Let’s use a simple example where a ball is picked from a bag to help us understand the amount of data required to reach the 85th percentile. In the image below, the ball is a blue circle with a number one on it. We put it on a line as follows.
![](https://pacemkr.ca/wp-content/uploads/2024/04/How_Much_Data_Needed_1_First_Try_en-1024x576.png)
We then pick a second ball from the bag. We have a 50% probability that ball #2 will be above and a 50% probability it will be below ball #1. By above or below, I mean it could be bigger or heavier.
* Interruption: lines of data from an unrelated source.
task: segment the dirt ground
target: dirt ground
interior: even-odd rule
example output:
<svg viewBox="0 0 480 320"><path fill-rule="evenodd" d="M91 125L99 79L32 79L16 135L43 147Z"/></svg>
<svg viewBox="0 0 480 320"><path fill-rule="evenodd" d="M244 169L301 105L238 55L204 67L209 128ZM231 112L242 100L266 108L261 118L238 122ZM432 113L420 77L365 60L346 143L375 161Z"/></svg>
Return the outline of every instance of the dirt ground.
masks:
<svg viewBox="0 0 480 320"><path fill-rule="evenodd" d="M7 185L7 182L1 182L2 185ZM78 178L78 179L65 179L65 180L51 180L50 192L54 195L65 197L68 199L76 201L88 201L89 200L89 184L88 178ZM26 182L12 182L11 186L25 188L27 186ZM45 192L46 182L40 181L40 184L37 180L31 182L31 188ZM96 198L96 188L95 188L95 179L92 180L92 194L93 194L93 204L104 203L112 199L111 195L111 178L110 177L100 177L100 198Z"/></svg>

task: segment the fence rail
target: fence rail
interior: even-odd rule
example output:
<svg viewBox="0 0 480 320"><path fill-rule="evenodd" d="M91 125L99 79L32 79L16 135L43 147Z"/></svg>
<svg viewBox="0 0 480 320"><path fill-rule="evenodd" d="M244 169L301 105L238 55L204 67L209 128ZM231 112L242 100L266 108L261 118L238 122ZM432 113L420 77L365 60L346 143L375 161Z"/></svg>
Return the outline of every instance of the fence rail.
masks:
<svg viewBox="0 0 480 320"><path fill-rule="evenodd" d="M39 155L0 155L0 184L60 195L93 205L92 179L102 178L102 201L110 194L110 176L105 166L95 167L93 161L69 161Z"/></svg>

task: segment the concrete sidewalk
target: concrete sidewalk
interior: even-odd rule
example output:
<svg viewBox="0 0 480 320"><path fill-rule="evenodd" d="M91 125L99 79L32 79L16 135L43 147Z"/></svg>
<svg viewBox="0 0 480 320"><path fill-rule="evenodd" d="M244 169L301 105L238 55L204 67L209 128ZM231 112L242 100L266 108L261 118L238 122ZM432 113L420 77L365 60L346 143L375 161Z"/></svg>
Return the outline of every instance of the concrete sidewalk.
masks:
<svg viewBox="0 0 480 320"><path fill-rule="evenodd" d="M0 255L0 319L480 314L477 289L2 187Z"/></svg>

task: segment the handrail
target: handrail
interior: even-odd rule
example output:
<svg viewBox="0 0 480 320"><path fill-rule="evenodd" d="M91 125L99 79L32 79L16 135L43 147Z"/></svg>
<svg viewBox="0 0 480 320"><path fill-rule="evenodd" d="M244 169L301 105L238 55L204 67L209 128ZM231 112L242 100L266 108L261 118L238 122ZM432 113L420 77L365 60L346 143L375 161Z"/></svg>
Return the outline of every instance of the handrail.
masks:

In other words, it’s an attribute of comparison with ball #1.
![](https://pacemkr.ca/wp-content/uploads/2024/04/How_Much_Data_Needed_2_Second_Try_en-1024x576.png)
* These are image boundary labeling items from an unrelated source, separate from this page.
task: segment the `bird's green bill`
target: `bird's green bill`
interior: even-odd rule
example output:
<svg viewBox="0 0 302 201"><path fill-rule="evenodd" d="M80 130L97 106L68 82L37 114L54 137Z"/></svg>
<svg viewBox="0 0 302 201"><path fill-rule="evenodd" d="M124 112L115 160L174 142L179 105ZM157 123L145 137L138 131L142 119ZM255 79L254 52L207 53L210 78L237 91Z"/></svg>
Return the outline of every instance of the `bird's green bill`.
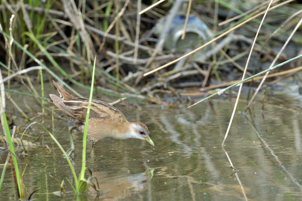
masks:
<svg viewBox="0 0 302 201"><path fill-rule="evenodd" d="M153 141L152 141L152 140L151 140L151 138L150 138L149 136L148 136L148 137L144 137L146 141L152 145L152 146L154 146L154 143L153 143Z"/></svg>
We draw a third ball from the bag. This ball has a 33% probability of being between balls #1 and #2.
![](https://pacemkr.ca/wp-content/uploads/2024/04/How_Much_Data_Needed_3_Third_Try_en-1024x576.png)
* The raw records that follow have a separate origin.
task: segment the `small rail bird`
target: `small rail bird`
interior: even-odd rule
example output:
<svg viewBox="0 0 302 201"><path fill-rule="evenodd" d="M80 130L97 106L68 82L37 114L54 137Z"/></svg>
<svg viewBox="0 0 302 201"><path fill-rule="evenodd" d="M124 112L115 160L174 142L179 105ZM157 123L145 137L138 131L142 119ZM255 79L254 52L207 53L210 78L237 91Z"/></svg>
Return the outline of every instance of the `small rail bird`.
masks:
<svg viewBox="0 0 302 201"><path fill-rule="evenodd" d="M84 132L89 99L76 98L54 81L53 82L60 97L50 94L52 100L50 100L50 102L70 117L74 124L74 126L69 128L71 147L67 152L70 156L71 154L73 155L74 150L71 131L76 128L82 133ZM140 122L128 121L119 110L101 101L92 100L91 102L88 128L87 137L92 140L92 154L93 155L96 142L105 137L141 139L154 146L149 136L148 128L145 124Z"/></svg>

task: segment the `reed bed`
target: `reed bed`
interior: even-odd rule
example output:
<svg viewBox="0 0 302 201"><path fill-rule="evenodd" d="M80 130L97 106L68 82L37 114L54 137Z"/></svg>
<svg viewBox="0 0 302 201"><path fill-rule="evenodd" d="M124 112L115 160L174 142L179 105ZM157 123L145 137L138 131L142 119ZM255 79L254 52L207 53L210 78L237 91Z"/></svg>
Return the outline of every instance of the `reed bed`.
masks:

We then draw a fourth ball. It has a 50% probability of being between #1 and #3.
![](https://pacemkr.ca/wp-content/uploads/2024/04/How_Much_Data_Needed_4_Fourth_Try_en-1024x576.png)
We draw a fifth ball from the bag. Ball #5 has a 60% probability of being between #1 and #4.
![](https://pacemkr.ca/wp-content/uploads/2024/04/How_Much_Data_Needed_5_Fifth_Try_en-1024x576.png)
We draw a sixth ball from the bag. Ball #6 has a 66.67% probability of being between #1 and #5.
We can summarize the previous images in the following table:
Number of balls on the line | Probability of landing between the edge cases |
---|---|
2 | 33% |
3 | 50% |
4 | 60% |
5 | 66.7% |
We can extract the following mathematical formula from this example:
![](https://pacemkr.ca/wp-content/uploads/2024/04/How_Much_Data_Needed_Formula_en-1-1024x576.png)
Finally, we can run this formula until we get a probability of hitting our 85% probability.
Number of balls on the line | Probability of landing between the edge cases |
---|---|
2 | 33% |
3 | 50% |
4 | 60% |
5 | 66.7% |
6 | 71% |
7 | 75% |
8 | 78% |
9 | 80.7% |
10 | 82% |
11 | 83% |
12 | 85% |
Once 12 work items are completed, the next work item has an 85% probability of landing between our edge cases, which is the equivalent of our 85th percentile line.
If you wish to get to a 95% confidence level, you need 39 completed work items.
![](https://pacemkr.ca/wp-content/uploads/2024/04/How_Much_Data_Needed_95th_en-1024x576.png)
In conclusion, one of the criteria to help you choose the right percentile for your forecast can be the number of data points required to get there. If you are in a team where work items are completed frequently and after a few days, there are already 39 completed work items, the 95th percentile could be a better candidate for your forecasts.
On the other hand, if you are in a slower context where only a few work items are completed every week, maybe the 85th percentile would be a better option knowing it can take months before you reach 39 completed work items.